In ML, one of the main requirements is to build computational models with high prediction and generalization capabilities. In the case of supervised learning, a computational model is trained to predict the outputs of an unknown target function. A common technique is cross-validation. The basic problem of this technique is to decide on an appropriate subdivision of the data which can be handled as a statistical sampling problem. Therefore, various classical statistical sampling techniques can be employed to divide the data (splitting).

In this second part of the thesis I examined a new splitting technique based on a histogram dissimilarity index. The proposed method is iterative and consists in dividing the input dataset into two parts through the use of a dissimilarity index, calculated on the cumulative histograms of these two parts. The method is applied to the input dataset to get the initial train-validation split. Then the same procedure is applied to the training dataset to obtain, together with the first division, the final train-validation-test division.

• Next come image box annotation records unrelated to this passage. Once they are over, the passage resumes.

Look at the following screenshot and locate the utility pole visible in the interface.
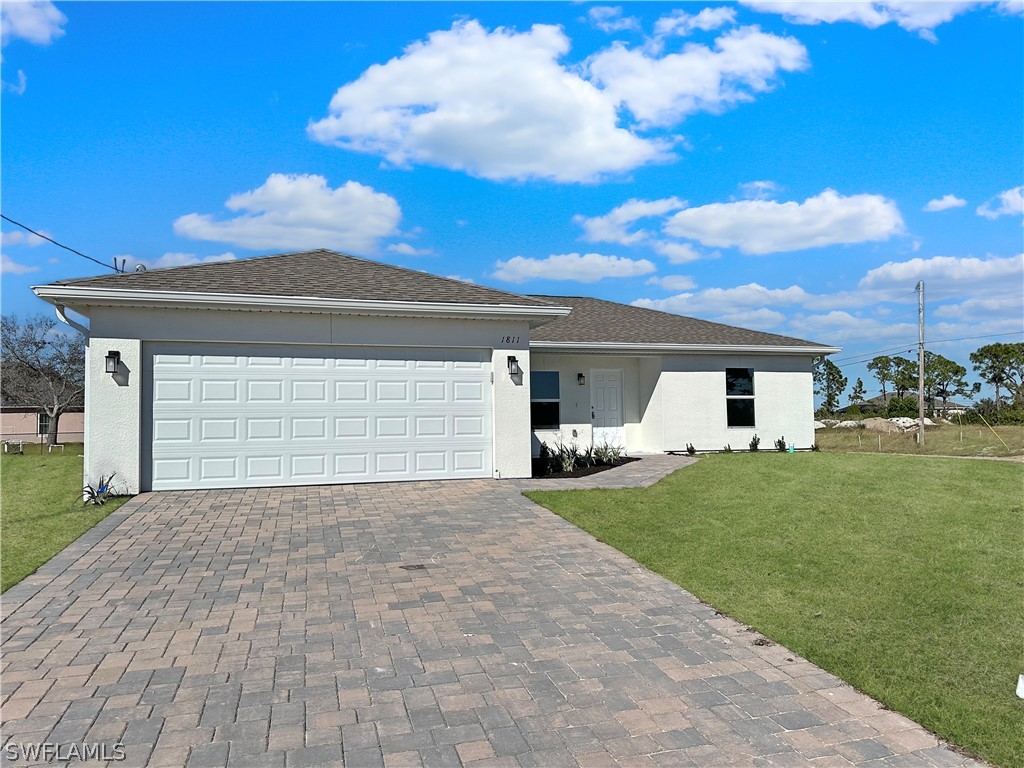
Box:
[918,281,925,445]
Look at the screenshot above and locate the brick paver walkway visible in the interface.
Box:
[2,465,977,768]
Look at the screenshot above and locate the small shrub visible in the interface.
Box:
[580,445,597,467]
[554,442,580,472]
[82,472,117,506]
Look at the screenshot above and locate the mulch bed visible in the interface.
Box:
[532,456,640,480]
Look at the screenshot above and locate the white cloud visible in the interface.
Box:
[494,253,655,283]
[587,5,640,33]
[387,243,433,256]
[174,173,401,255]
[739,181,778,200]
[0,229,46,248]
[114,251,238,272]
[647,274,697,291]
[858,254,1024,292]
[0,0,68,45]
[933,292,1024,319]
[651,240,717,264]
[308,20,667,182]
[588,27,809,126]
[921,195,967,213]
[0,253,39,274]
[633,283,809,316]
[572,198,686,246]
[665,189,903,254]
[740,0,992,41]
[654,6,736,37]
[715,309,785,331]
[978,186,1024,219]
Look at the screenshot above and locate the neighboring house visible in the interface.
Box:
[836,392,972,417]
[33,250,838,493]
[0,406,85,442]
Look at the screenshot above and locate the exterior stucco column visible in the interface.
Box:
[83,337,142,494]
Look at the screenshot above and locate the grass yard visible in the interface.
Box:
[814,424,1024,456]
[527,453,1024,768]
[0,444,127,592]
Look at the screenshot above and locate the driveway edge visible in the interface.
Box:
[0,494,148,621]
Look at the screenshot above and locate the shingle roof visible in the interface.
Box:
[46,249,820,347]
[55,250,549,306]
[529,296,822,347]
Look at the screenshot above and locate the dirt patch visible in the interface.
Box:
[532,456,640,480]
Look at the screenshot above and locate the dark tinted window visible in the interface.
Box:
[529,401,561,429]
[529,371,558,400]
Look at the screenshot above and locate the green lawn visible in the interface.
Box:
[0,445,127,592]
[528,453,1024,768]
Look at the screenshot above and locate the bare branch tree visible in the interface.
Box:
[0,314,85,445]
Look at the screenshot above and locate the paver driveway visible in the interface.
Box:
[2,462,987,767]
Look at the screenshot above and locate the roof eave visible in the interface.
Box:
[529,340,842,356]
[32,285,572,328]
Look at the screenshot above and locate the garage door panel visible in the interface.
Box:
[199,419,239,442]
[334,416,370,439]
[147,343,492,489]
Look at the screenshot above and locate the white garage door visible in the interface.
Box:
[143,343,492,490]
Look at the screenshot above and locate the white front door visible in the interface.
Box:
[590,369,626,449]
[143,343,492,490]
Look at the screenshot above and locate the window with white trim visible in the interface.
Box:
[529,371,561,429]
[725,368,755,427]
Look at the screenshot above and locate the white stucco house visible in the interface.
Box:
[33,250,838,493]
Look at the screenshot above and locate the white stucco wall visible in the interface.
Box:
[83,336,142,494]
[658,355,814,451]
[527,352,660,456]
[532,352,814,456]
[86,307,530,493]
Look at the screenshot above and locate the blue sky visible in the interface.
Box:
[0,0,1024,403]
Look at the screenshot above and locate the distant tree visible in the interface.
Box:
[867,355,896,402]
[885,397,918,419]
[971,343,1024,410]
[850,379,865,404]
[0,314,85,445]
[892,357,918,398]
[925,351,981,415]
[814,357,847,414]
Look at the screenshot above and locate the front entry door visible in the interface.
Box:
[590,369,626,449]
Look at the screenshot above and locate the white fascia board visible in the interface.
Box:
[32,286,572,325]
[529,341,842,356]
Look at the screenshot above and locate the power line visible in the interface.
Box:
[833,331,1022,365]
[0,213,121,272]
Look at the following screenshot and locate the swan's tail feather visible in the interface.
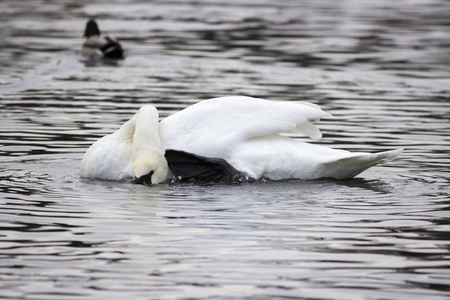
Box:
[323,149,403,179]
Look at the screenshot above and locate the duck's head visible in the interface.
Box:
[83,19,100,38]
[133,153,169,185]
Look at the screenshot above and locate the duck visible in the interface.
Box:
[81,96,403,185]
[80,19,124,59]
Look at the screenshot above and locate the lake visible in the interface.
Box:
[0,0,450,300]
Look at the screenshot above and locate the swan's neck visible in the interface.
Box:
[131,105,169,184]
[132,105,162,160]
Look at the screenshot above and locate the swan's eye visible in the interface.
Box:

A specific data set was therefore built using a Tool capable of selecting volcanic events from an online catalog, also including geolocation information. The satellite images acquired for the place and date of interest were collected and tagged using the Python open-access tool, and some pre-processing procedures were applied to the downloaded data. The detection task (volcanic eruption detection) was addressed by implementing a binary classifier where the first class is assigned to images with eruptions and the second is addressed to all other scenarios. The network used was a Convolutional Neural Network (CNN) divided into two subnets: the first is a convolutional network responsible for extracting the characteristics and the second fully connected network is responsible for the classification.

The experiments conducted and the results shown made it possible to positively evaluate the proposed method for splitting, which represents an innovation compared to the state of the art.